Nähere Ausführungen im Langtext
GZ 8 Ob 125/19v, 24.01.2020
OGH: Sonderbedarf ist jener Mehrbedarf eines unterhaltsberechtigten Kindes, der sich aus der Berücksichtigung der beim Regelbedarf (allgemeiner Durchschnittsbedarf) bewusst außer Acht gelassenen Umstände des Einzelfalls ergibt. Ob ein solcher Sonderbedarf vom Unterhaltspflichtigen zu decken ist, hängt davon ab, wodurch er verursacht wurde und ob er dem Unterhaltspflichtigen angesichts der Einkommens- und Vermögensverhältnisse der Eltern des Kindes zumutbar ist. Generell kann gesagt werden, dass ein Sonderbedarf durch Momente der Außergewöhnlichkeit, Dringlichkeit und Individualität bestimmt wird, also nicht mit weitgehender Regelmäßigkeit für die Mehrzahl der unterhaltsberechtigten Kinder zusteht. Darunter fallen hauptsächlich Aufwendungen für die Erhaltung und Wiederherstellung der Gesundheit und die Persönlichkeitsentwicklung sowie Ausbildungskosten. Die Behauptungs- und Beweispflicht für die den Sonderbedarf begründenden Umstände trifft den Unterhaltsberechtigten.

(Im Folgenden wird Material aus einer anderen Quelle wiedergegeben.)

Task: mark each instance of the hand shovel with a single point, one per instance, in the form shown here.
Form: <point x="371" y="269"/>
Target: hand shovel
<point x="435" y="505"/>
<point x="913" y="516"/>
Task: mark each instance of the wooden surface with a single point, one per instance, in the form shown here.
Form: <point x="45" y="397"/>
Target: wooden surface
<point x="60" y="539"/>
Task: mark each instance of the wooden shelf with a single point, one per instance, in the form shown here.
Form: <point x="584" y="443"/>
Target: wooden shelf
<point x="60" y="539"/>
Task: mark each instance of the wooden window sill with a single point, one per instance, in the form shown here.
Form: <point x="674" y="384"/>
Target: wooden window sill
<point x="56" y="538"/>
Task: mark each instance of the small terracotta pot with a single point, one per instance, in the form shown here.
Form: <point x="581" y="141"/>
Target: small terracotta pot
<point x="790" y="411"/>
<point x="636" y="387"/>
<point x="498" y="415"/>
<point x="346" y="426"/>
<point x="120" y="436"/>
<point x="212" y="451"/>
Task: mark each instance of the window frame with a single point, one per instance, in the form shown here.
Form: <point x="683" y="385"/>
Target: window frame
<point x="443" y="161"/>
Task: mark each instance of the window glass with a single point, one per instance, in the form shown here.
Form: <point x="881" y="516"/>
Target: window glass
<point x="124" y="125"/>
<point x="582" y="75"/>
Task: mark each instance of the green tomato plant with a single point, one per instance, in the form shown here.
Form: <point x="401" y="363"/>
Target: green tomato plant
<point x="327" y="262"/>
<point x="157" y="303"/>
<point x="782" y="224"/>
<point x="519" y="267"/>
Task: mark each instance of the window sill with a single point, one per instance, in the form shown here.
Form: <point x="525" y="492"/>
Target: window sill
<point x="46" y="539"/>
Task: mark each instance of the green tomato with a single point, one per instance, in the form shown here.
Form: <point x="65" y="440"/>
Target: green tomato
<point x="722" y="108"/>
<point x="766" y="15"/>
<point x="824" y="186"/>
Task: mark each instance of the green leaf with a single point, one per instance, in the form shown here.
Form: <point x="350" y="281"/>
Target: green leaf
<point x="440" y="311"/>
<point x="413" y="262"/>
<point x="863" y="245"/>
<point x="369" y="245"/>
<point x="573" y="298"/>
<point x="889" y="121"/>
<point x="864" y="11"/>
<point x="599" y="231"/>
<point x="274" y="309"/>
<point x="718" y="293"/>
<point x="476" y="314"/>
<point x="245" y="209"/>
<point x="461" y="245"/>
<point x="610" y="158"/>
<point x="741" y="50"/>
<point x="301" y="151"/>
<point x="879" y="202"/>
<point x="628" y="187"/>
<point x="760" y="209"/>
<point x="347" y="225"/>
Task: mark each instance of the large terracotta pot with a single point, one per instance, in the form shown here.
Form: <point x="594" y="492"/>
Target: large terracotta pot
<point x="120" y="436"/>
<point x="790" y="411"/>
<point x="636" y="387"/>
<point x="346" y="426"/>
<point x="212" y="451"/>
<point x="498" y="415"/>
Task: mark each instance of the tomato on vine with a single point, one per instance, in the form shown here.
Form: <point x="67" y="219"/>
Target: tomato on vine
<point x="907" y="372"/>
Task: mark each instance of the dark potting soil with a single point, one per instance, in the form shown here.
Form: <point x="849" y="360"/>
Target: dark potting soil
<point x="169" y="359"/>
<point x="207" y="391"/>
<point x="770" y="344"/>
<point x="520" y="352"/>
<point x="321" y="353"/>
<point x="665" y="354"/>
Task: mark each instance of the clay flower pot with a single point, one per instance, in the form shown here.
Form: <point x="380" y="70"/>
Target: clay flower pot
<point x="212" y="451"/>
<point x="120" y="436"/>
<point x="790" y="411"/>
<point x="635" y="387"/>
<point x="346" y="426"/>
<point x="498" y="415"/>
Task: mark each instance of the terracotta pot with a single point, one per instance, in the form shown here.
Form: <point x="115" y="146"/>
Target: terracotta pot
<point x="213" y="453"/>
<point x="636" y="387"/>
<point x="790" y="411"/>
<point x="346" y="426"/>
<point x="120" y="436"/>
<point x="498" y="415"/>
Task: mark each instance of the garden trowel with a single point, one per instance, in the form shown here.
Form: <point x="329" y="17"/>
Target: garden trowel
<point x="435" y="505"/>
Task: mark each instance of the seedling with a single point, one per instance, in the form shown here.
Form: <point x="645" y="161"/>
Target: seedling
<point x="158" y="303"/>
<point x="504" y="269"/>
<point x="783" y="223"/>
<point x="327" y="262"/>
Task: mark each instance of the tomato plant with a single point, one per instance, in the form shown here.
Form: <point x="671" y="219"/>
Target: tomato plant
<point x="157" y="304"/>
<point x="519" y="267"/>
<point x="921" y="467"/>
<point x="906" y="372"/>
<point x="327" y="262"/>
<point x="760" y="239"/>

Mit ihrer Behauptung, es sei mit dem Vater ausdrücklich oder zumindest schlüssig vereinbart worden, dass er ua auch für die Betreuungskosten und die sonstigen „after-school“ Kosten aufkomme, entfernt sich die Minderjährige von der festgestellten Sachverhaltsgrundlage, insbesondere wurde auch nicht festgestellt, dass der Vater diese Kosten für das Schuljahr 2017/18 getragen hat.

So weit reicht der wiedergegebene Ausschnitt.